An improved 9 DOF Hybrid—Trefftz triangular element for plate bending

This paper presents a new 9 DOF triangular element for plate bending. It is an analytically integrated improved version of the simplest member in the hierarchy of numerically integrated elements. These elements have been based on the so‐called Hybrid—Trefftz model (HT), a recently developed hybrid model associated with enforcing interelement continuity on locally based displacement fields chosen such that they a priori verify the Lagrange plate equation over the element. In the process of development of the element stiffness matrix in a standard HT model, one has to invert the so‐called natural stiffness matrix, a 7 × 7 matrix associated with the expression of the strain energy in terms of the Trefftz's functions of the element.

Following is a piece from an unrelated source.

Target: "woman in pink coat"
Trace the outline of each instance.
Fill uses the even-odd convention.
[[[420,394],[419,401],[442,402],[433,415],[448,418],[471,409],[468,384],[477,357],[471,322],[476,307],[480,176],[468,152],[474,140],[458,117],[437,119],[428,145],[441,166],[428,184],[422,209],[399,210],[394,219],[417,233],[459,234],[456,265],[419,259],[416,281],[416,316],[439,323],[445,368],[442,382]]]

The inversion of this fully populated matrix represents the most expensive part of the calculation of the element. The basic improvement of the standard Hybrid—Trefftz 9 DOF triangle consists in replacing the original Trefftz's functions by new ones which are energy orthogonal and consequently, result in a diagonal natural stiffness matrix. This not only alleviates considerably the computer cost, but also significantly simplifies the algebra making analytical integrations possible. The practical efficiency of the new element which passes the patch test is demonstrated through numerical examples including the difficult simply supported skew plate problem with a strong singularity at its 150° obtuse corner.